By Jarlath O’Connell | Published on May 16, 2026


This is the first play by British TV writer/director John Morton, best known for People Like Us and his wonderful trilogy of satirical comedy series: W1A, Twenty Twelve and currently Twenty Twenty Six which gently skewered media types and their nonsense but which also revealed him to have one of the best ears for dialogue and how we actually speak. 

This painfully bittersweet tale takes place over one day in the kitchen of an old rectory in Devon, where Sarah (Sarah Parish) the daughter who stayed and Jonathan (Rupert Penry-Jones) the son who moved away, are making vigil for their father, who lies dying in the next room. We never meet him, but his presence hangs heavy.   

Eclipse Rupert Penry-Jones in Eclipse PHOTO: ELLIE KURTTZ

We also meet Graham (Paul Thornley) Sarah’s partner who return to mow lawns and grab any time he can flirting with Julia (Katherine Bennett-Fox) the old man’s nurse. Soon Nell (Mariam Haque) also arrives. She’s Jonathan’s ex whom he spurned for her friend, now his partner, and her reluctant return creates a tension you could cut with a knife. Needless to say everyone behaves impeccably in this most English of plays.

Morton, as we know from his TV work, is a master of the pregnant pause, the non sequitur and the awkward exchange, all mediated through endless cups of tea. As they wander in and out of the kitchen, taking a break from the demanding patient, they exchange pleasantries with the milkman or the postman or discuss the weather, the roads (what routes they took), the toaster, the bins, but never the big stuff, as if they don’t have the language for that.

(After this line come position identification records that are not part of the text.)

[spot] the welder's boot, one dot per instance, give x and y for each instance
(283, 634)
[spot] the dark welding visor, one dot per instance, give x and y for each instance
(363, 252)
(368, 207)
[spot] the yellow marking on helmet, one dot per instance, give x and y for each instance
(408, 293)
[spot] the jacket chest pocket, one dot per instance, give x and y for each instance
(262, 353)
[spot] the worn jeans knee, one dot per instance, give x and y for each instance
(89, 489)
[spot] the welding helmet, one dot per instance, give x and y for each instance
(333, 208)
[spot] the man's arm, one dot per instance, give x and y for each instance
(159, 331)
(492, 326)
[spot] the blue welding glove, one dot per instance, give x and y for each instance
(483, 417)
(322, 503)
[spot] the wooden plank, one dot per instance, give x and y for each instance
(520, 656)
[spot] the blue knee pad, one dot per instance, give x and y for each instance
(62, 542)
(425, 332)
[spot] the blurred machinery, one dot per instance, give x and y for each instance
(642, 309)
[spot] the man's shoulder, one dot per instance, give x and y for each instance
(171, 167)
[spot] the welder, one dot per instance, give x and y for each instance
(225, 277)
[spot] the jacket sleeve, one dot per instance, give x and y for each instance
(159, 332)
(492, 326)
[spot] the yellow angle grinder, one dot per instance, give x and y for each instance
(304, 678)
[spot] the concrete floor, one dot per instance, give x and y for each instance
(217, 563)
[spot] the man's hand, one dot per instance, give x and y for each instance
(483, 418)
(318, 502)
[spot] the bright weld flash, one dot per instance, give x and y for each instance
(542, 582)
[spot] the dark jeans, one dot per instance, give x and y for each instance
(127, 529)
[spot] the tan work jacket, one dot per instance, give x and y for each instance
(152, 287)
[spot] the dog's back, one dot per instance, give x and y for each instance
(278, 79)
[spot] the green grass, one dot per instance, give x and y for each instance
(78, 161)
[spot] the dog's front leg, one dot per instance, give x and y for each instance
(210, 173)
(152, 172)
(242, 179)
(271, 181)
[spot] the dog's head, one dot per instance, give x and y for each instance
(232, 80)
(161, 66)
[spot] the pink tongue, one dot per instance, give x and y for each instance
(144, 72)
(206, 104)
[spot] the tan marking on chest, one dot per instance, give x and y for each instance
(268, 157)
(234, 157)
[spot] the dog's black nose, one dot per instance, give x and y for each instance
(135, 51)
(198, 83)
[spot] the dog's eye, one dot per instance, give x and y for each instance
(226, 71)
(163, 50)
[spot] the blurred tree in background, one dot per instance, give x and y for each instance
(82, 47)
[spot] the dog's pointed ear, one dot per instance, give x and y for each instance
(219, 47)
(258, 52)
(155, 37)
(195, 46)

A mind-numbingly mundane exchange about yoghurt flavours favored by the patient drags on, building slowly until Jonathan’s hilarious but slightly guilty explosion. Morton paces all this beautifully and these slowly simmering scenes are genuinely funny. 

Although the central quartet here have an awful lot that remains unsaid, they are usually diverted from their attempts to speak by the casual interruptions of the day and night care workers Karen (Selina Cadell) and Linda (Lizzie Hopley), who are supporting the family. Cadell nails that blend of formality and warmth that carers must have while Lancastrian Linda provides some comic relief.  

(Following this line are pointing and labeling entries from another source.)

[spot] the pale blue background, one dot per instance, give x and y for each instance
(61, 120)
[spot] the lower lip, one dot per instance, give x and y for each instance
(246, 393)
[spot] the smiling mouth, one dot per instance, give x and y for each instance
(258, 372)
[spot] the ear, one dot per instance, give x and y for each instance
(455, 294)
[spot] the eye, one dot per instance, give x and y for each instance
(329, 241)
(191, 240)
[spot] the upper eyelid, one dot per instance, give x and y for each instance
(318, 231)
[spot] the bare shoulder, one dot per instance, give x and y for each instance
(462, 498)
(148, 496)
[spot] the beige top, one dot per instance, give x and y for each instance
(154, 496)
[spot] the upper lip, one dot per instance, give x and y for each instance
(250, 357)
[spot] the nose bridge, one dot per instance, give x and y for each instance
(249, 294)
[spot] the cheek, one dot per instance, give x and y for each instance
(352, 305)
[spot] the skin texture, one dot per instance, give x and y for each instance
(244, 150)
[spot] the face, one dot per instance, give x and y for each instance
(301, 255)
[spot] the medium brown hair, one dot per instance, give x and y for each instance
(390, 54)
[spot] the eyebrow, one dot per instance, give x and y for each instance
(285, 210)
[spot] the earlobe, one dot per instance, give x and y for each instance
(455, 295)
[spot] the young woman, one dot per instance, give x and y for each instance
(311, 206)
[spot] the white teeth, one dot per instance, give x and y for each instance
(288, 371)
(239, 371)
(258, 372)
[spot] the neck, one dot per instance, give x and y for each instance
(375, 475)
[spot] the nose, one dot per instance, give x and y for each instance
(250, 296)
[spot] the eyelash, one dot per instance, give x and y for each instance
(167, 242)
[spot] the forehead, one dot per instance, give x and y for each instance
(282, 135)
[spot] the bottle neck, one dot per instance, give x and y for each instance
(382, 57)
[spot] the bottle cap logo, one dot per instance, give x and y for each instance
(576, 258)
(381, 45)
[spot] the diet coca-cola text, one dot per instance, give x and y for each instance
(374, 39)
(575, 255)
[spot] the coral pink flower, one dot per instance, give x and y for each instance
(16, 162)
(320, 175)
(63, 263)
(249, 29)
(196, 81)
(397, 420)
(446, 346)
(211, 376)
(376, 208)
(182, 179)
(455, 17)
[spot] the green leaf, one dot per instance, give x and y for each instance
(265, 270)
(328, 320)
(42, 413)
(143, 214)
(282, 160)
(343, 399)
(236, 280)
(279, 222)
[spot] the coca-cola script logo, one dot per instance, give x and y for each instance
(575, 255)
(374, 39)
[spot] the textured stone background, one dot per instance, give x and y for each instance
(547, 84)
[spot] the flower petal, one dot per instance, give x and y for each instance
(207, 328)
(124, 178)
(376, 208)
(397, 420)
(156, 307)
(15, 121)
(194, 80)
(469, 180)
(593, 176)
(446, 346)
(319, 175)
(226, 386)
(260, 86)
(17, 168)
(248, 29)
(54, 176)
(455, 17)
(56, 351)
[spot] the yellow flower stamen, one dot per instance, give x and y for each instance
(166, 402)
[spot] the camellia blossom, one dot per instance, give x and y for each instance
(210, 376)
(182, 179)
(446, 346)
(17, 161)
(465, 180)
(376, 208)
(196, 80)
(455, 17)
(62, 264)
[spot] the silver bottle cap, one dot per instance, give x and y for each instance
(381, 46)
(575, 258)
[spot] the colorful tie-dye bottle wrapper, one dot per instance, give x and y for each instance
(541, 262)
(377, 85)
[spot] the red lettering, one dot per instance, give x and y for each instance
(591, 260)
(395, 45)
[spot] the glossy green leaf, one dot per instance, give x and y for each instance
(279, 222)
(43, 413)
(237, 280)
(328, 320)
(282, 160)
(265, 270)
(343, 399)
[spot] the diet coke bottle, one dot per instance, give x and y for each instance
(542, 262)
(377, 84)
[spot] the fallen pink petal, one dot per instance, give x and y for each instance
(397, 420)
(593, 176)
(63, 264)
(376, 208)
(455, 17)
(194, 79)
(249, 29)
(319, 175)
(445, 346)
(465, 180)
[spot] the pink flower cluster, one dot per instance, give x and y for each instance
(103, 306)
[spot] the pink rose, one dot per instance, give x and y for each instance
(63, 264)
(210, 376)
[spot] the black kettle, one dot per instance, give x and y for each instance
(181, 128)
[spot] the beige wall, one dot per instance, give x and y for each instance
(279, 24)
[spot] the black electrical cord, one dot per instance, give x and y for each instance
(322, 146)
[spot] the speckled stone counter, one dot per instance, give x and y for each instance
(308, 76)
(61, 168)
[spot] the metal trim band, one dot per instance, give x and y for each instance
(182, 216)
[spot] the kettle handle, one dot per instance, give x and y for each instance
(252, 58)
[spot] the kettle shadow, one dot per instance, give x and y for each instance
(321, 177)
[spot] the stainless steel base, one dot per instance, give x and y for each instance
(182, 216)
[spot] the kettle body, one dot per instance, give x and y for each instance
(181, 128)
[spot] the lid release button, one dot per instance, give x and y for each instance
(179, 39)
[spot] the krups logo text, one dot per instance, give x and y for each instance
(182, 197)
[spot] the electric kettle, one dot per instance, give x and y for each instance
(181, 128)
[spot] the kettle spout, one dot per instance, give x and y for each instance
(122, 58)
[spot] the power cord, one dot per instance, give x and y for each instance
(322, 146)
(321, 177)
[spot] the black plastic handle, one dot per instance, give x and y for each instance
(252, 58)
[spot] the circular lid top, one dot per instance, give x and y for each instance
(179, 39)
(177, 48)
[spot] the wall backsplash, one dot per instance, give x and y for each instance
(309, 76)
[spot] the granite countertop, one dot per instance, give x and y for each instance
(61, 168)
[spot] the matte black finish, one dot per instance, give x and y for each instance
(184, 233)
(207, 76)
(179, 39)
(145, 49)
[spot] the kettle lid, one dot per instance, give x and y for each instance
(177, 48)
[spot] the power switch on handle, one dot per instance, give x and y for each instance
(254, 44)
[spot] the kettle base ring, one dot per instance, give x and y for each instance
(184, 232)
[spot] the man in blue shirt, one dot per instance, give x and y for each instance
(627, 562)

You think that something this personal must be autobiographical and Morton indeed does acknowledge how inspired he was by the coterie of NHS and care workers who nursed his dying father, adding in a programme note that “some of whom were intentionally funny, some were unintentionally funny, but all were unbelievably kind”. 

The play mines a perfect seam of quiet humanity in the face of bereavement and at times is intensely moving. Penry-Jones has never been better, capturing the confusion and pain of Jonathan, while Parish (so brilliant in BBC’s Industry) gives us yet another case study in brittle, wounded, pride. She’s an astonishing actor, here embodying the familiar resentment of an angry middle-aged woman who has had enough being taken for granted by all the male family members but takes it out on her careless but well-intentioned partner. It all makes her final, crumbling, rapprochement with him, after her father slips away, even more powerful.  

Simon Higlett’s hyper-naturalistic set immerses us in a kitchen which betrays signs of neglect, (including a dangerous toaster) and the perfect English country garden in its full summer splendour. Emma Chapman’s lighting charts the passing of this long summer day, while Ed Clarke’s soundscape of piano music and dawn choruses complements the mood perfectly.